In his 1961 publication The Self and Others world renowned Psychiatrist RD Liang argued that in order to understand psychosis one must take into account the social, political and cultural dimensions of mental illness. Up until that point, it was widely accepted to treat people experiencing psychological distress as though it were a purely biological phenomenon that could be mitigated through a range of debilitating and abusive treatments.
Writing during the same period, Thomas Szasz in The Myth of Mental Illness noted that, “The notion of mental symptom is therefore inextricably tied to the social (including ethical) context in which it is made.”
In simple words, these doctors, thinkers and philosophers cottoned on to the fact that when someone is pushed to the edge by messed up ethical and legal practices of others within their social group, they can struggle to articulate the frustrations: particularly when everybody around them has no inkling that there is anything wrong.

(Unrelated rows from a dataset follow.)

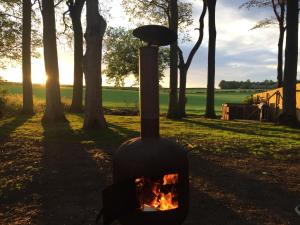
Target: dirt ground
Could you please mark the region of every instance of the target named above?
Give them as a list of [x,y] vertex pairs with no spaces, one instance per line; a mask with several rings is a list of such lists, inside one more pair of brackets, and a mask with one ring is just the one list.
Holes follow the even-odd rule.
[[[0,224],[94,224],[101,191],[112,181],[112,148],[47,140],[1,145],[7,183],[2,179]],[[201,151],[190,152],[189,161],[184,225],[300,224],[299,161]]]

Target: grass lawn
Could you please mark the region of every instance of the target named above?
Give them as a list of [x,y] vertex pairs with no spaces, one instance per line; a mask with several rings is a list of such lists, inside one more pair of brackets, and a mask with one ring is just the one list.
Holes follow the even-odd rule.
[[[7,83],[5,88],[10,94],[22,94],[21,84]],[[223,103],[241,103],[246,97],[249,97],[255,91],[251,90],[216,90],[215,110],[217,114],[221,113]],[[33,94],[36,100],[45,100],[45,86],[33,85]],[[63,102],[70,103],[72,99],[72,87],[62,86],[61,96]],[[107,108],[116,107],[137,107],[139,93],[137,88],[103,88],[103,105]],[[203,114],[206,102],[206,90],[200,88],[187,89],[187,113]],[[160,91],[160,109],[166,112],[168,108],[168,90]]]
[[[43,125],[41,114],[0,120],[0,224],[92,224],[112,182],[112,153],[139,135],[136,116],[107,115],[85,132],[81,114]],[[161,118],[161,135],[189,151],[184,225],[297,224],[300,130],[251,121]]]
[[[137,116],[106,115],[109,128],[105,131],[85,133],[81,128],[81,114],[67,114],[69,123],[59,126],[41,126],[41,114],[27,118],[24,115],[1,121],[0,137],[10,136],[43,142],[45,132],[50,141],[76,141],[92,147],[103,144],[117,147],[128,138],[139,135]],[[19,123],[24,121],[21,126]],[[254,155],[288,159],[300,156],[300,130],[273,123],[257,121],[223,121],[190,117],[182,121],[161,117],[161,135],[171,137],[193,151],[248,152]],[[10,131],[12,128],[17,128]],[[1,140],[0,139],[0,140]],[[98,144],[99,143],[99,144]]]

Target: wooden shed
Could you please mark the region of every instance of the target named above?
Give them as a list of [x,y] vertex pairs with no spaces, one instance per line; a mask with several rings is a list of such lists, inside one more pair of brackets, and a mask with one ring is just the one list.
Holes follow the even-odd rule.
[[[253,101],[257,104],[265,102],[270,107],[270,119],[276,121],[278,115],[282,111],[282,97],[283,90],[282,88],[276,88],[273,90],[261,92],[252,95]],[[300,121],[300,83],[296,85],[296,114],[298,120]]]

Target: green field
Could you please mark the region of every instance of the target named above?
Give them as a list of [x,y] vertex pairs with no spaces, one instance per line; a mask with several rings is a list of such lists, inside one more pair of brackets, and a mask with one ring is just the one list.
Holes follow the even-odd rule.
[[[5,88],[10,94],[22,94],[21,84],[7,83]],[[36,99],[44,101],[45,86],[34,85],[33,93]],[[253,90],[216,90],[215,110],[218,114],[221,112],[223,103],[241,103],[246,97],[253,94]],[[63,102],[69,103],[72,98],[72,87],[62,86],[61,96]],[[206,90],[202,88],[187,89],[187,113],[203,114],[205,110]],[[139,93],[137,88],[103,88],[103,104],[107,108],[137,107]],[[160,109],[165,112],[168,108],[168,89],[160,91]]]

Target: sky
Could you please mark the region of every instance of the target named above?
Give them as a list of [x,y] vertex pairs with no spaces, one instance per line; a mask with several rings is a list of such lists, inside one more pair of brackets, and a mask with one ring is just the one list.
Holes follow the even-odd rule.
[[[111,0],[108,26],[123,26],[134,28],[129,22],[122,7],[121,0]],[[189,28],[191,41],[180,43],[184,56],[187,57],[197,39],[199,15],[202,11],[202,1],[193,0],[194,24]],[[263,81],[276,80],[278,27],[250,30],[257,21],[273,15],[272,8],[239,9],[245,0],[218,0],[216,8],[216,87],[221,80],[247,80]],[[207,45],[208,26],[207,16],[204,28],[204,40],[195,55],[187,77],[187,87],[205,87],[207,80]],[[42,53],[42,49],[40,49]],[[60,83],[73,83],[73,52],[70,46],[59,45]],[[43,55],[32,60],[32,81],[42,83],[46,81]],[[5,80],[21,82],[22,72],[20,66],[8,67],[0,70],[0,76]],[[300,76],[298,75],[298,79]],[[126,80],[126,86],[133,84],[132,77]],[[166,71],[161,85],[168,87],[169,76]],[[103,77],[103,85],[112,85]]]

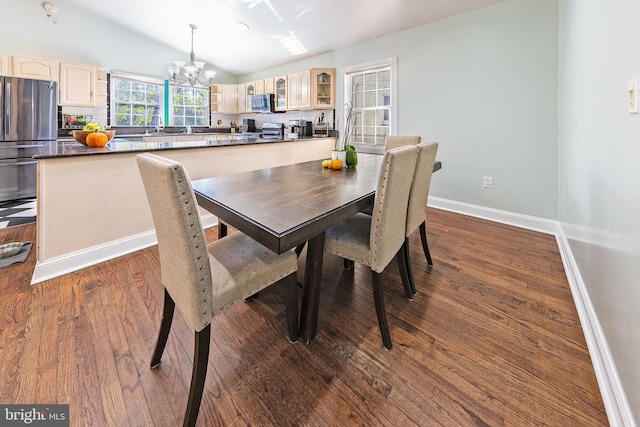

In this light, a person experiencing mental illness should be not be treated as an outcast, but as someone that is sensitive to an issue that needs to be fixed. They are a living clue, someone that knows there is a problem and who can potentially find an answer that would benefit everybody else.
But how can communities benefit from this great resource if the frustrations of those suffering emotional distress are pent up inside? The first place we’d turn to is the doctor, the psychiatrist. OK, so back in the day that was a pretty bad idea. Head doctors thought that patients should be locked away and may even require electric shock ‘therapy’ in order to ‘heal’ (neutralised). But since RD Laing, Szasz and their colleagues like Joseph H. Burke took to the scene, doctors have become a more reliable place to turn to.
For example, RD Laing’s Kingsley Hall or his pupil Joseph Berke’s Arbour Crisis Centre are therapy centres where those suffering from psychological distress and therapists live alongside each other, as equals, outside of defined roles. The purpose of this flat hierarchy was to provide a space where patient and therapist could discuss the issues without there being a sense of something being ‘wrong’ with the patient.
These new approaches led not only to a generalised reduction of stigma in relation to mental health, but also to a revolution in psychotherapy that has yielded astounding results. Those who would have previously remained outcasts of society were now becoming highly effective people whose very internal struggles – now understood – had become the foundation of successful careers and highly beneficial contributions to society.
But could there be a quicker turn-around in terms of engaging the ‘problem-solver’ with the community which is experiencing the problem? With engage.re Humanity Online is exploring this question and looking at how the issue pages can result in the location where someone who is sensitive to issues in their local community can have a space where they can articulate what the problem is, who is causing it, who is being affected and what ought be done to fix it. It will be a social space, where others can gather to critically engage with the issue that has been identified, and to explore the options for resolve.
This kind of space would offer a new kind of environment for the ‘therapist’ to facilitate problem solving between the ‘self and others’; a space that would result in genuine partnerships and true innovation. This is about cracking the nut in the most constructive way possible, so that the juicy fruit within nourish all.